While these metrics are modest compared to models trained on narrowly defined, high-symmetry perovskite datasets, they reflect the increased complexity of the present screening space. The inclusion of distorted structures, mixed-anion compounds, and heavy-element chemistries substantially broadens the range of bonding motifs and electronic structures, imposing an intrinsic limit on the predictive accuracy achievable with composition-only descriptors.

Importantly, the consistency between cross-validation and test performance indicates that the model generalizes within the defined chemical space and does not rely on favorable data partitioning or overfitting.

3.2 Systematic bias in PBE band gaps

Semi-local DFT functionals such as PBE are well known to underestimate band gaps, particularly in systems containing heavy elements, localized d or f electrons, or strong spin–orbit coupling effects.16 This underestimation is systematic rather than random, resulting in a structured bias that propagates directly into machine learning models trained on PBE-level data.

Consequently, raw ML predictions of DFT band gaps cannot be directly interpreted as experimental values. Instead of attempting to implicitly correct this bias within the regression model, we treat PBE underestimation as a separate, physically motivated problem.

3.3 Data-driven calibration to experimental band gaps

The calibration relates PBE-calculated band gaps to reported experimental values for the 20-compound benchmark set:
Eexp = 0.885EPBE + 0.966 (in-sample R2 = 0.655, p = 1.6 × 10−5, n = 20; bootstrap 95% CI on slope: [0.635, 1.249])

We note that this R2 = 0.655 is the in-sample fit quality of the linear calibration on 20 reference compounds—it should not be confused with the ML ensemble's test-set R2 = 0.620 (Section 3.1), which evaluates predictive accuracy on PBE-level band gaps of held-out materials. The calibration R2 is a measure of how well the PBE-to-experiment linear trend is captured across diverse chemical families; the relatively modest value reflects genuine scatter arising from chemistry-dependent DFT errors rather than poor data quality.

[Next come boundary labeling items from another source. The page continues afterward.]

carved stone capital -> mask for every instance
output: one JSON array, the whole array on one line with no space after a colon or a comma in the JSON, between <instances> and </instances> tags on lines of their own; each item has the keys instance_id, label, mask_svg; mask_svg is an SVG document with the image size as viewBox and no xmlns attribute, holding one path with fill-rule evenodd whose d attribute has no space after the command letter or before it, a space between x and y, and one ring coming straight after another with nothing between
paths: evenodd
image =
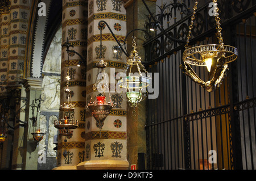
<instances>
[{"instance_id":1,"label":"carved stone capital","mask_svg":"<svg viewBox=\"0 0 256 181\"><path fill-rule=\"evenodd\" d=\"M27 78L23 82L24 87L26 92L34 90L42 90L42 85L43 82L43 79L38 78Z\"/></svg>"}]
</instances>

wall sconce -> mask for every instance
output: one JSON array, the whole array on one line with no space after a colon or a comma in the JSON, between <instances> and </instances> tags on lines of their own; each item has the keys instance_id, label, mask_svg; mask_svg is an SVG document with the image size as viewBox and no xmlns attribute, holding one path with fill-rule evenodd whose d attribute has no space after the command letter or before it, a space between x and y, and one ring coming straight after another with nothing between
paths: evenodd
<instances>
[{"instance_id":1,"label":"wall sconce","mask_svg":"<svg viewBox=\"0 0 256 181\"><path fill-rule=\"evenodd\" d=\"M42 132L40 129L40 118L41 117L42 112L40 110L40 105L41 105L41 95L40 95L39 99L35 99L35 102L34 100L32 102L32 105L30 106L30 107L32 107L32 117L30 118L30 120L31 121L31 126L34 127L33 131L34 132L31 133L31 134L33 136L33 139L35 141L36 141L38 144L43 140L44 137L44 135L46 134L44 132ZM36 115L35 116L35 108L36 108ZM38 119L38 113L39 113L39 119Z\"/></svg>"},{"instance_id":2,"label":"wall sconce","mask_svg":"<svg viewBox=\"0 0 256 181\"><path fill-rule=\"evenodd\" d=\"M104 120L110 113L112 108L115 106L112 102L110 94L109 93L109 84L106 78L106 73L105 68L107 66L107 62L105 62L102 59L102 31L101 28L100 34L100 60L96 64L98 68L96 80L93 86L93 91L96 89L103 92L100 95L96 96L95 100L92 102L92 98L90 102L85 106L85 108L89 110L92 115L96 120L96 125L100 128L100 135L101 136L101 129L104 125ZM107 91L109 96L110 102L106 101L106 95L105 92Z\"/></svg>"},{"instance_id":3,"label":"wall sconce","mask_svg":"<svg viewBox=\"0 0 256 181\"><path fill-rule=\"evenodd\" d=\"M59 110L64 112L64 113L70 113L71 112L75 111L75 105L72 103L71 95L71 90L68 87L69 81L71 79L69 68L69 52L77 53L75 50L69 50L69 47L72 47L73 48L73 46L69 43L68 38L67 39L67 41L63 44L63 47L66 47L66 51L68 52L68 69L66 76L67 81L67 88L64 89L65 94L67 95L65 97L67 98L67 102L66 103L64 102L60 106ZM64 116L64 118L54 121L54 127L59 129L59 135L65 136L66 137L68 136L68 138L70 138L70 137L73 135L73 131L71 129L76 129L78 127L78 124L79 120L74 120L68 116Z\"/></svg>"},{"instance_id":4,"label":"wall sconce","mask_svg":"<svg viewBox=\"0 0 256 181\"><path fill-rule=\"evenodd\" d=\"M0 120L0 144L3 143L7 137L7 124L5 119L5 117L3 115Z\"/></svg>"},{"instance_id":5,"label":"wall sconce","mask_svg":"<svg viewBox=\"0 0 256 181\"><path fill-rule=\"evenodd\" d=\"M217 3L217 0L213 0L213 3ZM207 91L212 92L221 84L226 71L228 70L228 64L234 61L237 58L238 51L235 47L225 45L223 43L220 27L220 18L218 17L219 9L216 6L216 29L217 30L218 45L203 45L188 48L189 39L191 38L191 30L193 28L195 15L197 9L197 0L195 1L193 7L193 15L191 16L189 31L187 35L185 50L183 53L183 60L184 65L181 65L180 68L184 70L183 73L191 78L196 83L204 87ZM197 58L199 57L199 58ZM205 82L200 79L190 66L195 65L207 67L209 72L208 81Z\"/></svg>"},{"instance_id":6,"label":"wall sconce","mask_svg":"<svg viewBox=\"0 0 256 181\"><path fill-rule=\"evenodd\" d=\"M146 87L151 84L152 81L148 72L141 63L141 57L138 56L135 39L135 37L134 36L133 50L131 51L130 56L127 59L126 65L124 68L126 77L121 77L117 85L121 89L123 89L123 88L126 90L127 101L129 103L130 106L134 108L133 111L134 116L136 115L135 108L138 106L138 103L147 97L148 92L146 91ZM133 69L133 66L136 69L135 71ZM146 76L143 76L141 69L144 71ZM129 71L128 70L129 70ZM133 72L131 72L132 71ZM144 99L142 99L144 92L146 93L146 95Z\"/></svg>"}]
</instances>

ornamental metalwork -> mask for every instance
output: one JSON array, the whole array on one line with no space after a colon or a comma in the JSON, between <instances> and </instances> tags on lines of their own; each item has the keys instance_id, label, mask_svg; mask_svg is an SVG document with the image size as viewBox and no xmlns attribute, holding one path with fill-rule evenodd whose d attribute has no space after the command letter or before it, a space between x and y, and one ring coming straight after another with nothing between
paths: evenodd
<instances>
[{"instance_id":1,"label":"ornamental metalwork","mask_svg":"<svg viewBox=\"0 0 256 181\"><path fill-rule=\"evenodd\" d=\"M98 11L106 10L106 5L108 0L96 0L96 5L98 7Z\"/></svg>"},{"instance_id":2,"label":"ornamental metalwork","mask_svg":"<svg viewBox=\"0 0 256 181\"><path fill-rule=\"evenodd\" d=\"M104 157L103 153L104 152L106 146L105 144L101 143L100 142L93 145L93 149L95 151L95 157Z\"/></svg>"},{"instance_id":3,"label":"ornamental metalwork","mask_svg":"<svg viewBox=\"0 0 256 181\"><path fill-rule=\"evenodd\" d=\"M121 153L123 147L123 144L117 141L112 143L110 148L113 153L112 157L121 158Z\"/></svg>"},{"instance_id":4,"label":"ornamental metalwork","mask_svg":"<svg viewBox=\"0 0 256 181\"><path fill-rule=\"evenodd\" d=\"M2 0L0 1L0 14L8 12L10 11L10 0Z\"/></svg>"},{"instance_id":5,"label":"ornamental metalwork","mask_svg":"<svg viewBox=\"0 0 256 181\"><path fill-rule=\"evenodd\" d=\"M66 151L67 153L64 154L64 159L65 159L65 164L71 164L72 163L73 157L74 156L74 154L70 151Z\"/></svg>"},{"instance_id":6,"label":"ornamental metalwork","mask_svg":"<svg viewBox=\"0 0 256 181\"><path fill-rule=\"evenodd\" d=\"M90 145L87 144L85 146L85 158L89 158L90 155Z\"/></svg>"}]
</instances>

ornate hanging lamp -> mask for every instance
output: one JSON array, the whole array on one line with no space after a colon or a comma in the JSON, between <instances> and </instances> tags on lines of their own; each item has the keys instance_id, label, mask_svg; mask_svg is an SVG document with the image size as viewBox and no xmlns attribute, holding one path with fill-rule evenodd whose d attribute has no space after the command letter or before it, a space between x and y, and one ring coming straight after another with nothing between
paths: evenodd
<instances>
[{"instance_id":1,"label":"ornate hanging lamp","mask_svg":"<svg viewBox=\"0 0 256 181\"><path fill-rule=\"evenodd\" d=\"M0 120L0 144L3 143L7 137L6 123L5 120L5 116L3 115Z\"/></svg>"},{"instance_id":2,"label":"ornate hanging lamp","mask_svg":"<svg viewBox=\"0 0 256 181\"><path fill-rule=\"evenodd\" d=\"M135 116L135 108L140 102L147 97L148 92L146 88L151 84L152 80L148 73L142 64L141 57L138 56L136 37L134 36L133 38L133 49L127 57L126 65L124 68L126 76L121 78L117 86L126 91L127 101L129 103L130 106L133 107L133 115ZM141 69L144 71L146 76L143 75ZM143 95L145 93L146 96Z\"/></svg>"},{"instance_id":3,"label":"ornate hanging lamp","mask_svg":"<svg viewBox=\"0 0 256 181\"><path fill-rule=\"evenodd\" d=\"M68 52L68 69L67 70L67 88L64 89L64 92L66 94L66 99L67 102L64 102L60 106L59 110L63 111L64 115L68 113L67 115L71 115L70 113L72 111L75 111L75 105L72 103L71 99L71 90L69 89L68 86L69 80L71 79L69 76L69 68L68 65L69 64L69 52L73 52L73 50L69 50L69 47L72 47L68 43L68 39L67 42L63 45L67 47L67 52ZM68 116L65 115L64 118L60 119L59 120L56 120L54 121L54 127L59 129L59 134L61 136L68 136L68 137L72 136L73 131L71 129L76 129L78 127L79 120L73 119L69 117Z\"/></svg>"},{"instance_id":4,"label":"ornate hanging lamp","mask_svg":"<svg viewBox=\"0 0 256 181\"><path fill-rule=\"evenodd\" d=\"M101 133L101 129L104 124L104 120L109 115L112 108L115 106L112 101L110 94L109 92L109 84L106 79L105 68L107 66L107 62L105 62L102 58L102 28L100 30L100 60L97 62L96 67L98 68L96 83L93 86L93 91L100 91L101 93L96 96L96 99L93 101L91 98L90 103L85 106L85 108L89 110L92 115L96 120L96 125L98 127ZM109 102L106 101L105 92L108 92Z\"/></svg>"},{"instance_id":5,"label":"ornate hanging lamp","mask_svg":"<svg viewBox=\"0 0 256 181\"><path fill-rule=\"evenodd\" d=\"M193 20L195 19L196 11L197 9L198 2L196 0L191 16L191 25L189 27L187 44L185 45L185 49L183 55L184 65L180 66L184 70L184 73L208 92L214 91L216 87L220 86L226 74L226 70L228 70L228 64L237 59L238 55L236 48L224 45L223 43L217 0L213 0L213 2L216 5L216 8L215 21L219 44L203 45L189 48L188 44L191 38L191 30L193 28ZM207 67L209 72L208 81L205 82L201 80L190 65Z\"/></svg>"},{"instance_id":6,"label":"ornate hanging lamp","mask_svg":"<svg viewBox=\"0 0 256 181\"><path fill-rule=\"evenodd\" d=\"M44 138L44 135L46 133L41 130L40 127L40 119L42 115L42 112L40 110L41 104L41 95L39 99L36 99L35 102L33 100L32 105L30 107L32 107L32 117L30 118L30 120L32 123L31 127L33 127L33 132L31 134L33 136L33 139L38 144ZM35 116L35 108L36 108L36 115ZM39 116L38 119L38 113L39 113Z\"/></svg>"}]
</instances>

To account for chemistry-dependent biases, additional stratified calibrations were performed for specific material classes, including tin-based, germanium-based, and double perovskite compounds. These subgroup fits reveal quantitatively distinct behaviors: while the global model suggests a scaling factor of ∼0.885, tin-based (Sn) and germanium-based (Ge) perovskites exhibit slopes closer to unity (1.049 and 1.078, respectively), showing the role of specific electronic structures and relativistic effects in governing functional-dependent errors, confirming that systematic bias is not uniform across the entire chemical space. Calibration is applied post hoc and does not alter model training or uncertainty estimation; therefore, predictive uncertainty remains referenced to the original PBE learning task.

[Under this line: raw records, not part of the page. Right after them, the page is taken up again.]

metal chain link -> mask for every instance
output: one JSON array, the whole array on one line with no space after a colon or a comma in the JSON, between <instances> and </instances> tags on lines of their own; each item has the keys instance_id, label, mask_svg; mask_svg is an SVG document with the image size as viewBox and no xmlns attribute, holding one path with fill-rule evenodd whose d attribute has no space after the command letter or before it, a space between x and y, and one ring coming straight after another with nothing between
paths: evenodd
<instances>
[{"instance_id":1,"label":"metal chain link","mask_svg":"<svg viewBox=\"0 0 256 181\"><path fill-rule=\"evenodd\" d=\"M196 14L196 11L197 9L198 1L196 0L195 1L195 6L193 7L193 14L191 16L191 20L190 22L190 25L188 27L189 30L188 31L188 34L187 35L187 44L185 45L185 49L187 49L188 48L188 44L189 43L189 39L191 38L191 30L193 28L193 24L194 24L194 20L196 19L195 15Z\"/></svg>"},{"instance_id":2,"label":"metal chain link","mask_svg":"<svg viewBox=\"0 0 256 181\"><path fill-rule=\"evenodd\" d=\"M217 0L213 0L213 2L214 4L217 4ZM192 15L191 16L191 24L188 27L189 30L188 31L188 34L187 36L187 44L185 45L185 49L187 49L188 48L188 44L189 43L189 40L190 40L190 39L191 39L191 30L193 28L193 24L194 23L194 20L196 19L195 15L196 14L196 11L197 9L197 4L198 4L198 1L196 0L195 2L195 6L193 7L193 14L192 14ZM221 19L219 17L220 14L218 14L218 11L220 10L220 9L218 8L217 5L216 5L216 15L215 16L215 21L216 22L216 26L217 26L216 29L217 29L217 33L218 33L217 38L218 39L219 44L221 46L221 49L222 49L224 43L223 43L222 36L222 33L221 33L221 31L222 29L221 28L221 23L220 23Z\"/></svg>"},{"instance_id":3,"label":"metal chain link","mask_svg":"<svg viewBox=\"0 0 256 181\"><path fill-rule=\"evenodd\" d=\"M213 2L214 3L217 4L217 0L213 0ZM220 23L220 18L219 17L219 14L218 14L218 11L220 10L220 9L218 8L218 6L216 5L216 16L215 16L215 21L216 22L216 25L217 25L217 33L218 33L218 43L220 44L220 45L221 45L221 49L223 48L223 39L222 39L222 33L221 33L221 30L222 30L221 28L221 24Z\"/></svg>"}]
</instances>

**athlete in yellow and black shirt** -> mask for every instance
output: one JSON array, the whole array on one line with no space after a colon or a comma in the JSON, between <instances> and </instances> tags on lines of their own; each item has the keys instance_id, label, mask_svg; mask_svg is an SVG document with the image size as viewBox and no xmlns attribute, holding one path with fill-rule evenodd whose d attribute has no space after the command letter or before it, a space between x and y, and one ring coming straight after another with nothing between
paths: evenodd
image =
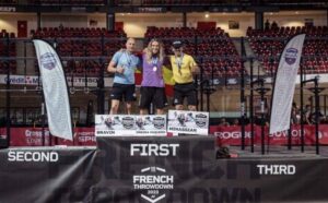
<instances>
[{"instance_id":1,"label":"athlete in yellow and black shirt","mask_svg":"<svg viewBox=\"0 0 328 203\"><path fill-rule=\"evenodd\" d=\"M184 99L187 97L188 110L197 110L197 93L194 83L194 74L199 72L194 58L184 53L183 43L177 40L172 45L174 56L169 57L173 71L174 85L174 105L175 109L184 109Z\"/></svg>"}]
</instances>

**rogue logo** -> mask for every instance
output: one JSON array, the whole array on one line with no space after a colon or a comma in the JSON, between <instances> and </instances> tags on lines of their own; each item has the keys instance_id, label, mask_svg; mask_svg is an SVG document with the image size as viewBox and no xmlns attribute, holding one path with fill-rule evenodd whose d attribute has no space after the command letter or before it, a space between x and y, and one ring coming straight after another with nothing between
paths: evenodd
<instances>
[{"instance_id":1,"label":"rogue logo","mask_svg":"<svg viewBox=\"0 0 328 203\"><path fill-rule=\"evenodd\" d=\"M9 162L48 162L48 163L56 163L59 159L59 155L57 152L16 152L10 151L8 153L8 160Z\"/></svg>"},{"instance_id":2,"label":"rogue logo","mask_svg":"<svg viewBox=\"0 0 328 203\"><path fill-rule=\"evenodd\" d=\"M133 176L133 189L141 191L143 200L155 203L166 196L163 190L174 189L174 176L167 175L164 168L147 167Z\"/></svg>"},{"instance_id":3,"label":"rogue logo","mask_svg":"<svg viewBox=\"0 0 328 203\"><path fill-rule=\"evenodd\" d=\"M296 174L295 165L257 165L260 175L294 175Z\"/></svg>"},{"instance_id":4,"label":"rogue logo","mask_svg":"<svg viewBox=\"0 0 328 203\"><path fill-rule=\"evenodd\" d=\"M176 156L179 144L131 144L130 156Z\"/></svg>"},{"instance_id":5,"label":"rogue logo","mask_svg":"<svg viewBox=\"0 0 328 203\"><path fill-rule=\"evenodd\" d=\"M199 114L199 115L196 115L195 121L196 121L196 124L201 128L201 127L204 127L207 124L208 117L203 114Z\"/></svg>"},{"instance_id":6,"label":"rogue logo","mask_svg":"<svg viewBox=\"0 0 328 203\"><path fill-rule=\"evenodd\" d=\"M134 119L132 117L124 117L121 119L121 123L122 123L124 128L131 129L134 126Z\"/></svg>"}]
</instances>

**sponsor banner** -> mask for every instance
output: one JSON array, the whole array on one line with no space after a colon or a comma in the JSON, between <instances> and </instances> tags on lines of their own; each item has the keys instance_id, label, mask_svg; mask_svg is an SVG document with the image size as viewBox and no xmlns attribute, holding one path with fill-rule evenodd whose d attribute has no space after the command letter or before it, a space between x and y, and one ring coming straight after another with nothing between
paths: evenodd
<instances>
[{"instance_id":1,"label":"sponsor banner","mask_svg":"<svg viewBox=\"0 0 328 203\"><path fill-rule=\"evenodd\" d=\"M216 136L218 146L222 145L241 145L242 144L242 127L210 127L210 134ZM250 145L250 126L245 127L245 144ZM257 143L260 131L256 128L254 131L254 142Z\"/></svg>"},{"instance_id":2,"label":"sponsor banner","mask_svg":"<svg viewBox=\"0 0 328 203\"><path fill-rule=\"evenodd\" d=\"M89 87L96 87L98 81L97 77L87 77L85 82L85 77L75 77L75 76L73 79L68 76L66 80L69 86L71 86L73 80L74 86L83 86L83 87L85 86L85 83L87 83ZM8 76L4 74L0 74L0 84L7 84L7 81L8 81ZM40 77L40 82L42 82L42 77ZM36 86L38 85L38 76L10 75L10 84Z\"/></svg>"},{"instance_id":3,"label":"sponsor banner","mask_svg":"<svg viewBox=\"0 0 328 203\"><path fill-rule=\"evenodd\" d=\"M250 144L250 126L245 127L245 144ZM304 126L304 142L306 145L315 144L315 126ZM210 127L210 134L216 136L216 143L221 145L241 145L242 132L241 127ZM328 144L328 124L319 126L319 144ZM301 141L301 126L292 126L291 128L292 144L300 145ZM266 144L269 145L286 145L289 139L289 132L282 131L273 134L269 134L269 128L265 128ZM254 142L255 144L261 144L261 127L254 127Z\"/></svg>"},{"instance_id":4,"label":"sponsor banner","mask_svg":"<svg viewBox=\"0 0 328 203\"><path fill-rule=\"evenodd\" d=\"M166 136L166 116L96 115L96 136Z\"/></svg>"},{"instance_id":5,"label":"sponsor banner","mask_svg":"<svg viewBox=\"0 0 328 203\"><path fill-rule=\"evenodd\" d=\"M328 201L327 156L216 159L213 136L97 141L98 148L1 150L1 202Z\"/></svg>"},{"instance_id":6,"label":"sponsor banner","mask_svg":"<svg viewBox=\"0 0 328 203\"><path fill-rule=\"evenodd\" d=\"M254 141L255 144L260 144L261 128L254 127ZM245 127L245 144L250 144L250 126ZM57 139L59 145L75 145L75 146L94 146L96 145L94 128L74 128L74 140ZM292 144L301 144L301 126L292 127ZM45 145L49 145L49 131L45 129ZM216 145L241 145L242 132L241 127L210 127L210 134L216 136ZM315 144L315 126L304 127L304 138L306 145ZM288 131L269 134L268 128L266 128L265 136L266 143L270 145L285 145L288 144ZM0 138L7 138L5 128L0 128ZM328 124L319 126L319 143L328 144ZM51 145L55 144L52 138ZM11 128L11 146L42 146L42 128Z\"/></svg>"},{"instance_id":7,"label":"sponsor banner","mask_svg":"<svg viewBox=\"0 0 328 203\"><path fill-rule=\"evenodd\" d=\"M15 7L0 7L0 12L16 12Z\"/></svg>"},{"instance_id":8,"label":"sponsor banner","mask_svg":"<svg viewBox=\"0 0 328 203\"><path fill-rule=\"evenodd\" d=\"M166 115L136 116L136 135L166 136Z\"/></svg>"},{"instance_id":9,"label":"sponsor banner","mask_svg":"<svg viewBox=\"0 0 328 203\"><path fill-rule=\"evenodd\" d=\"M167 132L183 134L209 134L209 112L168 110Z\"/></svg>"},{"instance_id":10,"label":"sponsor banner","mask_svg":"<svg viewBox=\"0 0 328 203\"><path fill-rule=\"evenodd\" d=\"M281 55L272 96L270 134L290 129L292 103L304 38L305 34L293 37Z\"/></svg>"},{"instance_id":11,"label":"sponsor banner","mask_svg":"<svg viewBox=\"0 0 328 203\"><path fill-rule=\"evenodd\" d=\"M73 140L68 88L60 58L48 43L40 39L34 39L33 43L44 79L43 92L49 130L54 136Z\"/></svg>"},{"instance_id":12,"label":"sponsor banner","mask_svg":"<svg viewBox=\"0 0 328 203\"><path fill-rule=\"evenodd\" d=\"M42 128L11 128L11 146L43 146ZM5 128L0 128L0 134L7 138ZM49 129L45 128L45 146L49 146ZM54 138L51 145L95 146L94 128L75 128L73 141Z\"/></svg>"}]
</instances>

It is important to state explicitly what the calibration step is and is not intended to do. First, calibration is not used to improve the intrinsic predictive performance of the machine learning model, which is trained and evaluated solely on PBE-level targets. Instead, calibration serves as a scale-alignment layer that enables physically meaningful interpretation of screening thresholds (e.g., the photovoltaic-relevant band gap window) in experimental units. Second, we do not interpret the calibrated values as high-confidence experimental predictions for individual compounds; rather, they provide a bias-corrected reference scale for population-level screening patterns. Third, calibration does not alter the epistemic uncertainty estimated by the ensemble, which remains anchored to the original learning task (PBE band gaps). In other words, calibration changes the meaning of the x-axis in downstream screening plots, but it does not “sharpen” the model nor convert ensemble dispersion into a calibrated probabilistic error bar (Fig. 1).


image file: d6dd00153j-f1.tif
Fig. 1 Ensemble model performance on the held-out test set (20% of 1117 compounds, n = 224). (a) Predicted vs. DFT-calculated PBE band gap; shaded bands indicate ±1σ epistemic uncertainty from the 15-member ensemble. (b) Residual distribution with annotated RMSE and R2 values. All predictions are generated from composition-only features (29 descriptors).

Robustness of the global calibration parameters was further assessed via LOOCV and bootstrap resampling (Fig. S4).

In practice, we assess calibration robustness by (i) leave-one-out cross-validation (LOOCV) over the calibration set to quantify how individual reference points influence the fitted slope/intercept, and (ii) bootstrap resampling (10[thin space (1/6-em)]000 iterations) to estimate 95% confidence intervals for the calibration parameters. We additionally evaluate how different calibration strategies (uncalibrated, global, and stratified) change the screened candidate set using Jaccard overlap metrics (Fig. 2).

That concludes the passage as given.